Segundo Cunha, é normal que órgãos públicos neguem pedidos em casos desproporcionais, ou que demandem muito trabalho dos funcionários, porém essa negativa não pode levar em consideração os motivos que levaram o pedido a ser realizado.
O parecer da CGU também é criticado pela oficial de projetos de acesso à informação da Artigo 19, Joara Marchezini. “De acordo com a LAI e seu decreto regulador, um órgão demandado não pode negar o acesso a uma informação pública por suspeitar se tratar de subsídio para trabalho jornalístico.
Em realidade, a motivação do requerente de informação não deve ser questionada durante o processo de solicitação, nem deve ser utilizada como fundamentação para negativa ou interferir no processo de análise do caso”, aponta.

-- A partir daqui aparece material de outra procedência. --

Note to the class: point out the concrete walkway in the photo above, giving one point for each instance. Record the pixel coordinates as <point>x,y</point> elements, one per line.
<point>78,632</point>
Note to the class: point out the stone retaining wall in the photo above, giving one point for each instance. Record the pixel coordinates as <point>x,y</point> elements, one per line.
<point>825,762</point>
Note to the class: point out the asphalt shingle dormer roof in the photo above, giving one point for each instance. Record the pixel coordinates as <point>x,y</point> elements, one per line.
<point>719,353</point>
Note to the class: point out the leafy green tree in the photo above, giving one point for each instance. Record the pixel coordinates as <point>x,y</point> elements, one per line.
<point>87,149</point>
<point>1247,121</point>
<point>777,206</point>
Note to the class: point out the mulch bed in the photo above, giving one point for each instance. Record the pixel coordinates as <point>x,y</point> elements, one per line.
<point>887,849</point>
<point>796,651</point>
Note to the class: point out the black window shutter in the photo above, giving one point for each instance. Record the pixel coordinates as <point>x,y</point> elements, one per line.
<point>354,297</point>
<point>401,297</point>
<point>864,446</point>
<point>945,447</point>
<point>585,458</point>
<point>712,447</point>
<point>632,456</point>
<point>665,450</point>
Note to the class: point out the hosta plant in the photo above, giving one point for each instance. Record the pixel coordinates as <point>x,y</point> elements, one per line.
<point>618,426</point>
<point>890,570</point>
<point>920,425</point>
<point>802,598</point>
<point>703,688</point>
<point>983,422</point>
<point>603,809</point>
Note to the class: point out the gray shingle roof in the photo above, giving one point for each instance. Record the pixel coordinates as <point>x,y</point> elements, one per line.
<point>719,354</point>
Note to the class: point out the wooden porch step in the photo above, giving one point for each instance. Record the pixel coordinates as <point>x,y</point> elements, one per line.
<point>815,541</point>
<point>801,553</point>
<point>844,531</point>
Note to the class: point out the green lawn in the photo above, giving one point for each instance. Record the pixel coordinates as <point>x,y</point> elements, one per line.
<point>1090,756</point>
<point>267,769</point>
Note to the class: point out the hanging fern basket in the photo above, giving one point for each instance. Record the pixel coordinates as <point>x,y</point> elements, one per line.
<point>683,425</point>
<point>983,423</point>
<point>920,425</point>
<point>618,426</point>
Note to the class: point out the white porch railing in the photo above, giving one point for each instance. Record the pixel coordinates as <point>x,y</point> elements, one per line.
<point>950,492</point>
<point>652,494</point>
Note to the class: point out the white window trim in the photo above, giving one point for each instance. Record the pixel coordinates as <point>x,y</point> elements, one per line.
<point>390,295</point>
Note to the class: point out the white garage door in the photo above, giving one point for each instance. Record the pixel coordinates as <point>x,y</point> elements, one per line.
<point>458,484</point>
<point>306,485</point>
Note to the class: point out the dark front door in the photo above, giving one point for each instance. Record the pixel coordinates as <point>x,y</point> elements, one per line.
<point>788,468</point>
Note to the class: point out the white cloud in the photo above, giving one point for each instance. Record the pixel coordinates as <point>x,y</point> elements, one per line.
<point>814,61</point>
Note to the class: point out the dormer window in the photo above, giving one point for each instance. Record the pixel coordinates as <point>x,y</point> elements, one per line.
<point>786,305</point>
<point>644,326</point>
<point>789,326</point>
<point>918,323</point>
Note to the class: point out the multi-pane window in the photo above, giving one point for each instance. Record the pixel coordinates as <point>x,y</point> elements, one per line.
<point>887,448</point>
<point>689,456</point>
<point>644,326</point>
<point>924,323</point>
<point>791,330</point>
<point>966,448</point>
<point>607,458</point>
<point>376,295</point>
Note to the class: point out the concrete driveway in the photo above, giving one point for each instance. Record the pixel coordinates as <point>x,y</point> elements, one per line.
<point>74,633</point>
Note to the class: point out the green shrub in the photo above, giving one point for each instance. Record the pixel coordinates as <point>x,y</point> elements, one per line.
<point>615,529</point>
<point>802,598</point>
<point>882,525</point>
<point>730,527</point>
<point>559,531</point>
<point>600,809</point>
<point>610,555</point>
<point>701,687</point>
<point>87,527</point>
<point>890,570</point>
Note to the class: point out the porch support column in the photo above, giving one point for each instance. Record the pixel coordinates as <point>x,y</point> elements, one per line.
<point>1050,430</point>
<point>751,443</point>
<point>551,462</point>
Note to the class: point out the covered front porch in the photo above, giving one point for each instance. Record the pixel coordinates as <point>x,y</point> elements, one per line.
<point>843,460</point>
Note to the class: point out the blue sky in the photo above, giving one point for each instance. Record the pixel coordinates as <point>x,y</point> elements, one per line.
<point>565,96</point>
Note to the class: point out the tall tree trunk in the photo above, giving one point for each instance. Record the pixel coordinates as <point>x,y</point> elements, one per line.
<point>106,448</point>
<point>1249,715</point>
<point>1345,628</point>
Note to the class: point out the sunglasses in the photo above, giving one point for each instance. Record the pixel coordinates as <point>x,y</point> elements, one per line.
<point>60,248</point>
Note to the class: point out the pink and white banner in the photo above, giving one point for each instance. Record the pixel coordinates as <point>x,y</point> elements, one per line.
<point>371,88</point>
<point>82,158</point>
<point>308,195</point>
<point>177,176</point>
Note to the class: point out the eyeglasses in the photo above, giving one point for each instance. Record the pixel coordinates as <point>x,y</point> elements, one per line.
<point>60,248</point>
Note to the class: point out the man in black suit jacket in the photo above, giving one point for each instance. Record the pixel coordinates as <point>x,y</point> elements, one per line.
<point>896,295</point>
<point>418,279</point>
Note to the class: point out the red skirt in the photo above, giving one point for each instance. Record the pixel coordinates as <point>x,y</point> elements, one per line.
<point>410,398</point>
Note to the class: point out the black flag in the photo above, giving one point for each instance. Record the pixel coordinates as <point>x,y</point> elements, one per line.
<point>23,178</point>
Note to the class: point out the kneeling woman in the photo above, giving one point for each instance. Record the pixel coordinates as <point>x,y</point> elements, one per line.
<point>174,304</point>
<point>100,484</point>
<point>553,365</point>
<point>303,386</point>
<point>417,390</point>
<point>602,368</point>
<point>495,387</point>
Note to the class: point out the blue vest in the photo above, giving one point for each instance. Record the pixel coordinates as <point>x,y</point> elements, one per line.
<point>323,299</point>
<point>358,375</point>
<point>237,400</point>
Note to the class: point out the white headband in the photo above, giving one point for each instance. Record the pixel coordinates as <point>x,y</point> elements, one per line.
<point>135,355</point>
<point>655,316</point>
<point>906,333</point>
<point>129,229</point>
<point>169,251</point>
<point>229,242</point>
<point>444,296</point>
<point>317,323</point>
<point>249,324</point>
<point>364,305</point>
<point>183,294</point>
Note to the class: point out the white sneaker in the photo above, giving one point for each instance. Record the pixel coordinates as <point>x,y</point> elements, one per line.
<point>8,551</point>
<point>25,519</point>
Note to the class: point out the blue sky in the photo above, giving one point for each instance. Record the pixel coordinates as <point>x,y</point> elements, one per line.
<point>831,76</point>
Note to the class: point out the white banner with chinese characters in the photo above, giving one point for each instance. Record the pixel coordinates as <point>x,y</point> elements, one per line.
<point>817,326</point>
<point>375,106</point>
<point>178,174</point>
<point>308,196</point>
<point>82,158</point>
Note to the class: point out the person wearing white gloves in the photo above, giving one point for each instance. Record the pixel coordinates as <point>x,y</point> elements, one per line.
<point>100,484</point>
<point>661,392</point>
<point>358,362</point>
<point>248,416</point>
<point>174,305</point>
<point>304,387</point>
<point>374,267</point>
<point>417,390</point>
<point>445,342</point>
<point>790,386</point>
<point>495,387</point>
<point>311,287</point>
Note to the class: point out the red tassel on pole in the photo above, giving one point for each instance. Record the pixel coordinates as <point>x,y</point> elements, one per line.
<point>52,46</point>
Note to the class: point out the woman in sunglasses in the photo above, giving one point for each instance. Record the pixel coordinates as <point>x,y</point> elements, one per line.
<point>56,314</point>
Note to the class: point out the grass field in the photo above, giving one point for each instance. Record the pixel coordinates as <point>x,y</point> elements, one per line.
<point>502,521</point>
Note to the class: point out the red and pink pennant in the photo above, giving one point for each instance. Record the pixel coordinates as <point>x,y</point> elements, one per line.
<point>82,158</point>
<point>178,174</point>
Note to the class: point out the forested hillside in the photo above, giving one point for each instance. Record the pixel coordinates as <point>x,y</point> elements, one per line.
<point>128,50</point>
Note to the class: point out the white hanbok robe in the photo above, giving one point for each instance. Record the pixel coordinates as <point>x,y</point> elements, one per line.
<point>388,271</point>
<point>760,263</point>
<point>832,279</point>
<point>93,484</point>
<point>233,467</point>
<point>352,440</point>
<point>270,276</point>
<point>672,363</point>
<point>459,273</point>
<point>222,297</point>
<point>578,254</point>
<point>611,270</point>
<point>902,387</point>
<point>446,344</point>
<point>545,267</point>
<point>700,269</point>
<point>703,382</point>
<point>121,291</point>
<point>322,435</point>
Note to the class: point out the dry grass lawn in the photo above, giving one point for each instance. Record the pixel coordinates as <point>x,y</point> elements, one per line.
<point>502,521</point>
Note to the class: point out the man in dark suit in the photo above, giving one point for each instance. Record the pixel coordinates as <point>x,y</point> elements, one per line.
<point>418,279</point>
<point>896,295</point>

Na avaliação de Marchezini, quando o julgamento sobre o acesso à informação leva em conta uma determinada categoria ou profissional, acaba-se violando o direito impessoal de acesso à informação pública.
Procurada pela reportagem, a CGU afirmou categoricamente que “a prática de ‘fishing expedition’ não é critério objetivo adotado para a denegação de acesso à informação”.
Segundo a controladoria, o termo foi utilizado em pareceres “como exemplo concreto para caracterizar situações em que um pedido poderia ser considerado desproporcional”, mas que, com o tempo, “a caracterização, por si só, da prática, deixou de ser uma sinalização que indicaria, necessariamente, a incidência da desproporcionalidade”.
A CGU afirmou que, atualmente, as análises de pedido ocorrem “independentemente da caracterização da prática [de pescaria]”.
Segundo a CGU, em 2019, 1165 pedidos de acesso à informação foram negados por serem considerados ou desproporcionais ou desarrazoados. Isso representou 0,86% de todos os pedidos realizados ao Governo Federal.
A Pública apurou que o registro mais antigo de pedido de acesso negado com a justificativa de “pescaria” ocorreu em 2015. Na época, um cidadão solicitou cópias do alvará de funcionamento, do habite-se e da vistoria do Corpo de Bombeiros de todas as unidades do Instituto Federal do Pará (IFPA).
A solicitação e o recurso foram negados com base em um segundo parecer da CGU, do mesmo ano, que igualmente definiu a prática como “pescaria” — mas neste caso, não fez menção a finalidade de trabalho jornalístico.
“Não existe uma resposta simples para em quais situações o governo pode negar um pedido de informação, mas a regra deve ser a transparência e, nos casos que ela for negada, é preciso justificar isso muito bem”, afirma o coordenador de pesquisa da Transparência Internacional, Guilherme France.
Na avaliação do pesquisador, o cumprimento da Lei de Acesso à Informação tem progredido, apesar de apontar “pontos sensíveis” no cumprimento da legislação.
“Ano passado houve a tentativa do Governo Federal, do vice-presidente Hamilton Mourão, de ampliar a competência de atribuição de sigilo a documentos públicos, que acabou caindo com o voto da Câmara dos Deputados. Mas os principais problemas hoje estão nos níveis estaduais e municipais, onde é ainda mais problemático o cumprimento da Lei”, pondera.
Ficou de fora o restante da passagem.